Editoriale
È nei momenti di crisi nera che bisogna ricorrere al sangue freddo e non farsi prendere dagli isterismi. E una campagna elettorale dalla cifra demagogica che si svolge nel disinteresse generale spinge i leader dei partiti ad avanzare richieste estemporanee.
Per quel che abbiamo capito di Mario Draghi, si tratta di una persona razionale, dotata di alto senso del dovere (caratteristiche entrambe estremamente rare nell’attuale panorama) che intende onorare questo periodo di transizione rimanendo coerente alle idee e ai metodi sperimentati con successo, oltre che nei delicati compiti di governatore della Banca d’Italia e di presidente della Bce, anche nei 18 mesi di premierato.
Ci sono tante domande senza risposta rispetto alle attuali contingenze e, soprattutto, rispetto a una. In questo tragico gioco di resistenza che vede impegnati Putin - e in misura molto aleatoria l’alleato cinese -, il popolo ucraino, l’Unione europea e gli Stati Uniti (con l’Alleanza atlantica) riscontriamo un orizzonte oscuro, rispetto al quale possiamo disporre di una sola certezza che è la medesima che animò Winston Churchill spingendolo a mobilitare il suo popolo in vista di un obiettivo, ai nostri giorni caduto in disuso: la vittoria, dopo le traversie.
Una vittoria che allora significava la sconfitta delle dittature tedesca, italiana e giapponese e la riaffermazione dei valori di libertà e democrazia. Gli stessi in ballo oggi.
Mario Draghi garantisce per noi e sino all’insediamento di un nuovo governo l’indefettibile partecipazione all’Unione europea, all’Alleanza atlantica e allo schieramento occidentale in sostegno della Repubblica ucraina. E, in quest’ambito, l’adozione di misure coordinate per la difesa delle economie occidentali provate dalle ritorsioni russe, ma non tanto quanto l’economia moscovita alle prese con una crisi di importazioni che desertificherà la grande distribuzione nell’impero. Un evento che colpirà la classe media urbana e che avrà conseguenze politiche non misurabili oggi.
Fiducia in Draghi, quindi, anche nella decisione di non ampliare il deficit che ha già superato il 150% del Pil.
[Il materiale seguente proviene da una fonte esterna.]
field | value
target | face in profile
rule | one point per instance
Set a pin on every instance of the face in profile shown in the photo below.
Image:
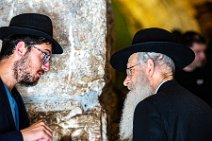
(29, 69)
(140, 88)
(200, 56)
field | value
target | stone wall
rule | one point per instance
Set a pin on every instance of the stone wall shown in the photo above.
(67, 97)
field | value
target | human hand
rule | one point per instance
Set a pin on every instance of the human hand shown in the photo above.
(38, 131)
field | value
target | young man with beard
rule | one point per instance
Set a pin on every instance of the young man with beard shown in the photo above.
(157, 108)
(27, 45)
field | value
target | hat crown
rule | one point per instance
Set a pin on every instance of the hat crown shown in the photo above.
(153, 35)
(34, 21)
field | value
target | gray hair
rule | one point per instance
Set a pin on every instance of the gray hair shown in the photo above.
(159, 59)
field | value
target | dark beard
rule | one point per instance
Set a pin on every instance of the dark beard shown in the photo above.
(22, 74)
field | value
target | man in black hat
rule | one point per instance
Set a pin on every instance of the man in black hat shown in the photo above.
(27, 45)
(157, 108)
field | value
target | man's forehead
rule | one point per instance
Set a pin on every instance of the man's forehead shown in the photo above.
(133, 59)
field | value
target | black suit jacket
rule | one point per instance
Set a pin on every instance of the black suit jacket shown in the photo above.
(8, 130)
(172, 114)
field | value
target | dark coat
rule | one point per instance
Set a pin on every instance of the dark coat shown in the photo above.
(172, 114)
(8, 130)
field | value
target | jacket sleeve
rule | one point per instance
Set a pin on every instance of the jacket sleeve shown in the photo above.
(147, 124)
(11, 136)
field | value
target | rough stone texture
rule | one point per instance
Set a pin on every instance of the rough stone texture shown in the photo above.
(66, 98)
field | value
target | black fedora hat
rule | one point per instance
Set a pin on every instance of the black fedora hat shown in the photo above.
(154, 40)
(32, 24)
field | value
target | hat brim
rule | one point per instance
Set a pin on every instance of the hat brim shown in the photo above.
(181, 55)
(9, 31)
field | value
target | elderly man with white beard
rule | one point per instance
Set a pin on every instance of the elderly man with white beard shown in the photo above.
(157, 108)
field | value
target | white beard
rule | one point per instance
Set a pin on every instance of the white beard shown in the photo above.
(141, 90)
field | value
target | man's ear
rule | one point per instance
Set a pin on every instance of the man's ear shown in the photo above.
(20, 48)
(150, 67)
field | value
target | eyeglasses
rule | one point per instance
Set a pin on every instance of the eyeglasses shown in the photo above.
(46, 56)
(129, 70)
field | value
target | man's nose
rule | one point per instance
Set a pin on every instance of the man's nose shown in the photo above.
(46, 67)
(126, 81)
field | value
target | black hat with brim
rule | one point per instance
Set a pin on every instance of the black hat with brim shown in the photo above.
(32, 24)
(154, 40)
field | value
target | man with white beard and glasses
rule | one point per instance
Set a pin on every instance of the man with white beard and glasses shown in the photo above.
(157, 108)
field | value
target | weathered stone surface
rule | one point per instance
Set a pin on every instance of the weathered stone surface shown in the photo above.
(67, 96)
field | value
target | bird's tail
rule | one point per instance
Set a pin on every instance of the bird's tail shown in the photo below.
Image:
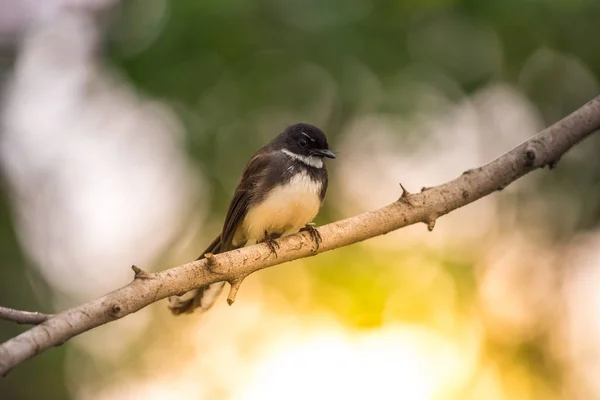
(203, 297)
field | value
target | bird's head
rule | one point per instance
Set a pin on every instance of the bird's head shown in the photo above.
(306, 140)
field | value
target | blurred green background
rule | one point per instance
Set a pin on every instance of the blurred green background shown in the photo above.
(499, 302)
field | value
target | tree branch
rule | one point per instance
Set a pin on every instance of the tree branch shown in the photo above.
(23, 317)
(545, 148)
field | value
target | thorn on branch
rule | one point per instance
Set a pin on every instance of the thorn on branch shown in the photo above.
(210, 259)
(140, 273)
(405, 192)
(235, 286)
(430, 221)
(552, 164)
(116, 310)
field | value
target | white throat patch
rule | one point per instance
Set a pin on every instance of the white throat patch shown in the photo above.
(311, 161)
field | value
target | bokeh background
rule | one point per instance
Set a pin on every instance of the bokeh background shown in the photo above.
(125, 125)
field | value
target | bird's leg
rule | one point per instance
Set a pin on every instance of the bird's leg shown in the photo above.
(270, 241)
(314, 233)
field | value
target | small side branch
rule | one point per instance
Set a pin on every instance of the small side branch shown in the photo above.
(23, 317)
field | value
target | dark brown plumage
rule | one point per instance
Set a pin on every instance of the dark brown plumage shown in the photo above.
(280, 191)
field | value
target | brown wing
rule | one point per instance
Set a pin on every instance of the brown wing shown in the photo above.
(244, 194)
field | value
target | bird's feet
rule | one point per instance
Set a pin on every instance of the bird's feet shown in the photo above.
(314, 233)
(269, 240)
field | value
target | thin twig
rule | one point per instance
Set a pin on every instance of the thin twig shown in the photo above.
(543, 149)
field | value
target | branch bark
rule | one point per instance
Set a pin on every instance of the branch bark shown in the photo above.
(544, 149)
(23, 317)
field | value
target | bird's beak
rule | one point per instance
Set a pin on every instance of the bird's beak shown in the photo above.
(324, 153)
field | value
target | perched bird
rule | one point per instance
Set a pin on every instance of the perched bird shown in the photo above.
(280, 192)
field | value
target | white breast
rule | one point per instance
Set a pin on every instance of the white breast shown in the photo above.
(286, 210)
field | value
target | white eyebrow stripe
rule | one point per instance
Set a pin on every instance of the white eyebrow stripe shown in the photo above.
(309, 138)
(311, 161)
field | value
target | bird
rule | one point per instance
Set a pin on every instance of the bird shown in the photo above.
(280, 192)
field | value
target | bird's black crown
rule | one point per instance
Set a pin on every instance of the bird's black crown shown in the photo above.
(305, 140)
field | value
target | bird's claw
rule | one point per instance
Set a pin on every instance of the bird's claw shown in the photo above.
(314, 234)
(269, 240)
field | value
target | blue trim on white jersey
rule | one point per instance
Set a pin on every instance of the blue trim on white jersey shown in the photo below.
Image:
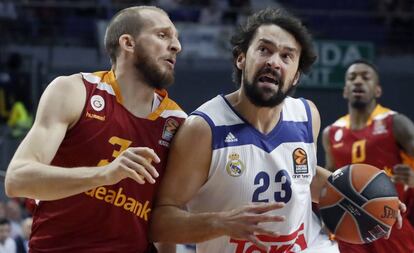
(246, 134)
(291, 132)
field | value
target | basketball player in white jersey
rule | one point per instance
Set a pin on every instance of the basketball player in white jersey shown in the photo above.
(242, 170)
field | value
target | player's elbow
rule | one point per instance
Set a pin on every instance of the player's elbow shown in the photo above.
(12, 182)
(10, 187)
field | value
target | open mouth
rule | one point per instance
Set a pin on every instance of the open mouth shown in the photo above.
(358, 91)
(171, 62)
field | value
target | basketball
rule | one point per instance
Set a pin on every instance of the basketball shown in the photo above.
(359, 203)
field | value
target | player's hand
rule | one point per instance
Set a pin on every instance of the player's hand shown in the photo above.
(402, 208)
(403, 174)
(135, 163)
(244, 222)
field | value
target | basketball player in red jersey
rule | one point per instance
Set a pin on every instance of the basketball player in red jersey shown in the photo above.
(99, 144)
(374, 135)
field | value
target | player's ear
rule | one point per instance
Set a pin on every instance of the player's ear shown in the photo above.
(126, 42)
(378, 91)
(345, 92)
(241, 61)
(296, 78)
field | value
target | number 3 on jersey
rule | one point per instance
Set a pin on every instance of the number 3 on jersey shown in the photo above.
(282, 181)
(122, 144)
(358, 151)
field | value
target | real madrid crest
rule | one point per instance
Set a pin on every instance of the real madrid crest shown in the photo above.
(235, 166)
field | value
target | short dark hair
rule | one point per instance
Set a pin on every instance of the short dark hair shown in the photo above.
(244, 34)
(365, 62)
(126, 21)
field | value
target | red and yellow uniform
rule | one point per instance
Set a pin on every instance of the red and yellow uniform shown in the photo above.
(374, 144)
(111, 218)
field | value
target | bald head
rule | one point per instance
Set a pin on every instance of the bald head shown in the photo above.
(127, 21)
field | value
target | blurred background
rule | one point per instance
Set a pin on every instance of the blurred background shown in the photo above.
(42, 39)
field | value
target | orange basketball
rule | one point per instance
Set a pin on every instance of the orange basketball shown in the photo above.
(359, 203)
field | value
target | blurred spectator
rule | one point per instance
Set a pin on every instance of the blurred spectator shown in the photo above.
(15, 100)
(22, 242)
(2, 210)
(7, 244)
(211, 14)
(14, 215)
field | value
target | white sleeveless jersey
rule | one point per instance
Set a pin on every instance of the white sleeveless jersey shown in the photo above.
(248, 166)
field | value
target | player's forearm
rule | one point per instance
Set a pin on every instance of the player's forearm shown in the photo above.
(46, 182)
(174, 225)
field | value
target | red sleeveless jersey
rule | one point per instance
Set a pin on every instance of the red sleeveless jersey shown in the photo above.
(111, 218)
(375, 144)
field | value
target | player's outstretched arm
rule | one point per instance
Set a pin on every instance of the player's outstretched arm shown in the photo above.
(187, 170)
(329, 160)
(29, 173)
(403, 129)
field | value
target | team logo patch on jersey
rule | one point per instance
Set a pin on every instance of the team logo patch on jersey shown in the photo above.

L’ampliarlo comporterebbe gravi conseguenze per il Paese e per tutti i cittadini.
Si sta sostenendo nelle piazze che se non ci pensa l’Europa, faremo da soli. Un’alternativa che non esiste, come sanno coloro che si occupano di economia e, soprattutto, di mercato del gas e del petrolio. Un price-cap stabilito da un solo paese è misura ridicola e inefficace. Un finanziamento da parte dello Stato di tutti gli extracosti è una misura viziata da miopia, giacché non è chiaro per quanto tempo la Russia continuerà a esercitare i suoi ricatti e quanti quattrini dovrebbero essere impegnati in un soccorso di lunga durata.
Quindi, Europa: i segni di risveglio di Bruxelles si stanno manifestando.
Se l’isterismo generale suscitato dai partiti - cui nella realtà c’è un riscontro minore di quanto riteniamo (e l’andamento dei mercati ce lo conferma) - prevarrà imponendo misure affrettate ai danni della finanza pubblica, si sappia che si tratta di un passo che ci conduce fuori dalle alleanze storiche e, quindi, nelle braccia del nemico, la Russia.
Purtroppo, l’Italia è nota per l’attitudine a cambiare campo, la «zeitenwende» tedesca: l’ha fatto alla vigilia della Prima guerra mondiale abbandonando la Triplice alleanza per la Triplice intesa; l’ha fatto l’8 settembre 1943 abbandonando il Patto d’acciaio per allearsi da un giorno all’altro con il nemico.
Chi ama questo grande Paese, chi ha contribuito con il proprio sudore reale e metaforico al suo successo, non può accettare un ennesimo giro di valzer che, fra l’altro, sarebbe esiziale per la libertà di ogni italiano.